From f02dda50e8b4e268987d269e22b6d7410a52587b Mon Sep 17 00:00:00 2001
From: Adam Langley <agl@golang.org>
Date: Wed, 8 Feb 2017 10:06:34 -0800
Subject: [PATCH] crypto/tls: don't hold lock when closing underlying net.Conn.

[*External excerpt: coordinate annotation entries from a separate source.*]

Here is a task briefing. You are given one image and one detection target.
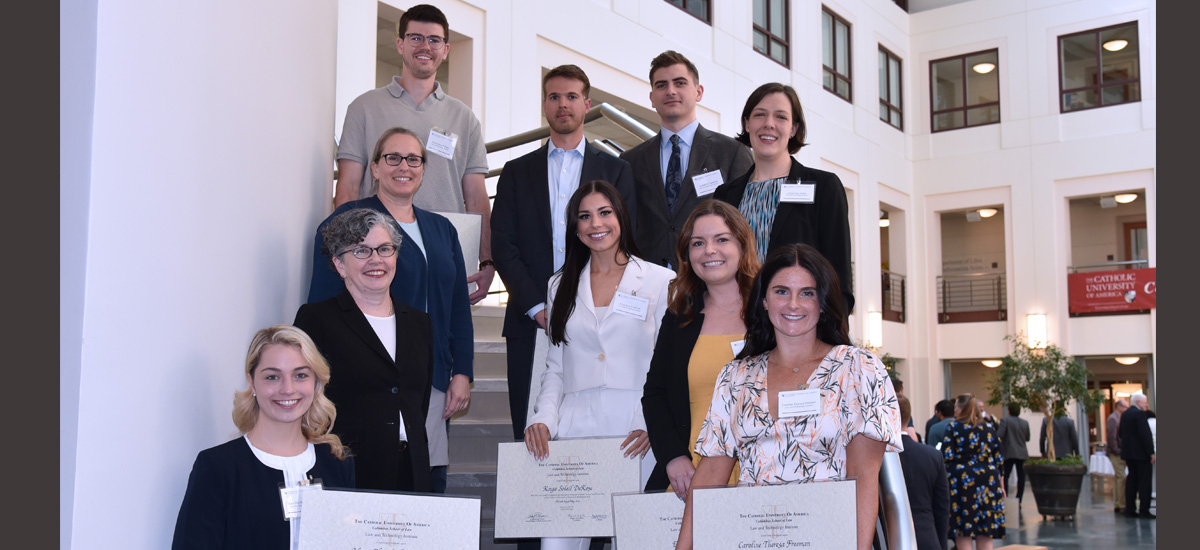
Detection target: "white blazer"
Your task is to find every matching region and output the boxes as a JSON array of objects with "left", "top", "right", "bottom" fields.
[{"left": 529, "top": 257, "right": 676, "bottom": 437}]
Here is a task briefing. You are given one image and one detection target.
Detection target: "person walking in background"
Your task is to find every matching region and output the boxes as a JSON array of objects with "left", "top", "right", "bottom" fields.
[
  {"left": 1117, "top": 394, "right": 1154, "bottom": 520},
  {"left": 1104, "top": 399, "right": 1129, "bottom": 514},
  {"left": 896, "top": 394, "right": 950, "bottom": 550},
  {"left": 996, "top": 405, "right": 1030, "bottom": 504}
]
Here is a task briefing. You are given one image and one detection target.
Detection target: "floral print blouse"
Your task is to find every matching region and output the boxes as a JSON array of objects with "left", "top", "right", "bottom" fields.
[{"left": 696, "top": 346, "right": 904, "bottom": 485}]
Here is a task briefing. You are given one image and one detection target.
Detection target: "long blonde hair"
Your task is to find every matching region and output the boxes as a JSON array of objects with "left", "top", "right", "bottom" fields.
[{"left": 233, "top": 324, "right": 349, "bottom": 459}]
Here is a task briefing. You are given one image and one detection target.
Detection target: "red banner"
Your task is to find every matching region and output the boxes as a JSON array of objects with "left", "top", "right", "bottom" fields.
[{"left": 1067, "top": 268, "right": 1158, "bottom": 313}]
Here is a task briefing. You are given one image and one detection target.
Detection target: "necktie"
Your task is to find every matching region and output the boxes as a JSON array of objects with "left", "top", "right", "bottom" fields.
[{"left": 666, "top": 134, "right": 683, "bottom": 214}]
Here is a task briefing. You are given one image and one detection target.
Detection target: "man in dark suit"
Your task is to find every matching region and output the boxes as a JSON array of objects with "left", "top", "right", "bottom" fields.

There's no need to hold the handshake lock across this call and it can
lead to deadlocks if the net.Conn calls back into the tls.Conn.

Fixes #18426.

Change-Id: Ib1b2813cce385949d970f8ad2e52cfbd1390e624
Reviewed-on: https://go-review.googlesource.com/36561
Run-TryBot: Adam Langley <agl@golang.org>
TryBot-Result: Gobot Gobot <gobot@golang.org>
Reviewed-by: Brad Fitzpatrick <bradfitz@golang.org>
---
 src/crypto/tls/conn.go      |  2 +-
 src/crypto/tls/conn_test.go | 31 +++++++++++++++++++++++++++++++
 2 files changed, 32 insertions(+), 1 deletion(-)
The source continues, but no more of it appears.